De quoi s'agit-il ? En 1650, Monsieur de Sainte Colombe, un musicien, perd son épouse et se trouve ainsi chargé d'élever leurs deux filles, Madeleine et Toinette. Il confie le soin de leur éducation à Monsieur de Bures, un représentant des Jansénistes de Port-Royal et passe quant à lui le plus clair de son temps dans sa cabane au fond du jardin où il joue de la viole et compose. Dès que ses filles arrivent en âge, il les initie à son art. Prié de venir à la cour afin de jouer pour le roi, il refuse et se retire encore un peu plus dans sa cabane au bord de la Bièvre. Un jeune homme, chassé de la maîtrise du roi en raison de sa mue, vient lui demander de l'accueillir comme élève. Bien qu'irascible et taciturne, Monsieur de Sainte Colombe accepte.
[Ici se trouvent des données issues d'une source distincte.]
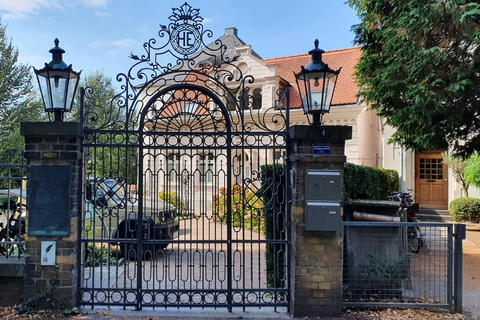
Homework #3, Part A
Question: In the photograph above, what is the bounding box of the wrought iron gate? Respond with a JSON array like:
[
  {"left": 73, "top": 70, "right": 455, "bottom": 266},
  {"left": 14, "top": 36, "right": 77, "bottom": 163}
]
[{"left": 78, "top": 3, "right": 290, "bottom": 310}]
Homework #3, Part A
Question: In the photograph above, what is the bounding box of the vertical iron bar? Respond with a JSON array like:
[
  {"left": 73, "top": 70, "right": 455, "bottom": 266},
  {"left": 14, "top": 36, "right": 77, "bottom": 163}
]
[
  {"left": 448, "top": 224, "right": 454, "bottom": 310},
  {"left": 454, "top": 223, "right": 466, "bottom": 313},
  {"left": 227, "top": 130, "right": 232, "bottom": 311},
  {"left": 285, "top": 89, "right": 291, "bottom": 310},
  {"left": 76, "top": 88, "right": 85, "bottom": 305},
  {"left": 137, "top": 137, "right": 145, "bottom": 310}
]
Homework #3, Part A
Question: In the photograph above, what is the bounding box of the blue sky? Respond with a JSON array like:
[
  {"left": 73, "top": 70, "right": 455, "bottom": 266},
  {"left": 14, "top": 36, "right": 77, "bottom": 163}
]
[{"left": 0, "top": 0, "right": 360, "bottom": 87}]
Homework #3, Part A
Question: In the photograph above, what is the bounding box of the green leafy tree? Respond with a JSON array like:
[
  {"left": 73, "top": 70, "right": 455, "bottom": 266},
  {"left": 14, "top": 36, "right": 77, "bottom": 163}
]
[
  {"left": 70, "top": 70, "right": 120, "bottom": 125},
  {"left": 442, "top": 151, "right": 471, "bottom": 197},
  {"left": 0, "top": 18, "right": 40, "bottom": 153},
  {"left": 348, "top": 0, "right": 480, "bottom": 157},
  {"left": 0, "top": 19, "right": 46, "bottom": 188},
  {"left": 78, "top": 71, "right": 137, "bottom": 184},
  {"left": 464, "top": 154, "right": 480, "bottom": 190}
]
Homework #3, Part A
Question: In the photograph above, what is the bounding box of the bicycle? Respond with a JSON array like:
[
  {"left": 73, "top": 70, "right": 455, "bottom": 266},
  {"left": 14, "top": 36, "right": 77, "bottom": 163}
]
[
  {"left": 388, "top": 189, "right": 424, "bottom": 253},
  {"left": 0, "top": 200, "right": 25, "bottom": 258}
]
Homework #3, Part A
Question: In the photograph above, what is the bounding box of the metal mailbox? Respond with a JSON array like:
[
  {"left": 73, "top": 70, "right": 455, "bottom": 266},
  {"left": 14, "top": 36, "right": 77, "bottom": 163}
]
[
  {"left": 305, "top": 170, "right": 342, "bottom": 231},
  {"left": 305, "top": 201, "right": 341, "bottom": 231},
  {"left": 306, "top": 170, "right": 341, "bottom": 201}
]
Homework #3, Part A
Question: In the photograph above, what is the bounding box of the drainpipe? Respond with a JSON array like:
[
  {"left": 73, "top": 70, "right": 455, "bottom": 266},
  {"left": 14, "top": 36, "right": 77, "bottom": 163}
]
[{"left": 400, "top": 147, "right": 404, "bottom": 190}]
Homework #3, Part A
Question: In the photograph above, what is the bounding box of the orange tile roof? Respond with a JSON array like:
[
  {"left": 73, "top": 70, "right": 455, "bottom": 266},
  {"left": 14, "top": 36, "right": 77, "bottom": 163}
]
[{"left": 264, "top": 47, "right": 362, "bottom": 108}]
Le jeune homme, Monsieur Marin Marais, séduira à tour de rôle les deux filles avant de se faire chasser pour avoir brûlé sa viole à la chaufferette de la reine. Madeleine sombre dans la dépression et finit par se pendre, sa soeur se marie et devient mère de cinq enfants. Monsieur de Sainte Colombe dans sa cabane a reconstitué la tableau Nature morte aux gaufrettes de Lubin Baugin et lorsqu'il joue de la viole, il parvient à faire revenir son épouse disparue jusqu'au jour où, à son tour il approche à son tour de la mort et confie à Marin Marais "un ou deux arias capables de réveiller les morts."
De 1650 à 1689, c'est donc une quarantaine d'années que l'auteur relate en cette centaine de pages. Les ellipses sont nombreuses, les références (à Port-Royal, au jansénisme, au baroque, aux Libertins) allusives, les écarts érotiques parfois crus détonnent et semblent des concessions incongrues à la modernité voire au commerce, les éclats de colère du héros qui parle peu mais casse beaucoup sont excessifs. La poésie peine à s'insinuer, sauf peut-être dans la description des paysages :
"Il aimait le balancement que donnait l'eau, le feuillage des branches des saules qui tombait sur son visage et le silence et l'attention des pêcheurs plus loin [...] Il écoutait les chevesnes et les goujons s'ébattre et rompre le silence d'un coup de queue ou bien au moyen de leur petites bouches blanches qui s'ouvraient à la surface de l'eau pour manger l'air." (p.35)
En somme, un petit roman, vite lu et sans doute vite oublié si je n'avais pris le temps d'écrire cet article.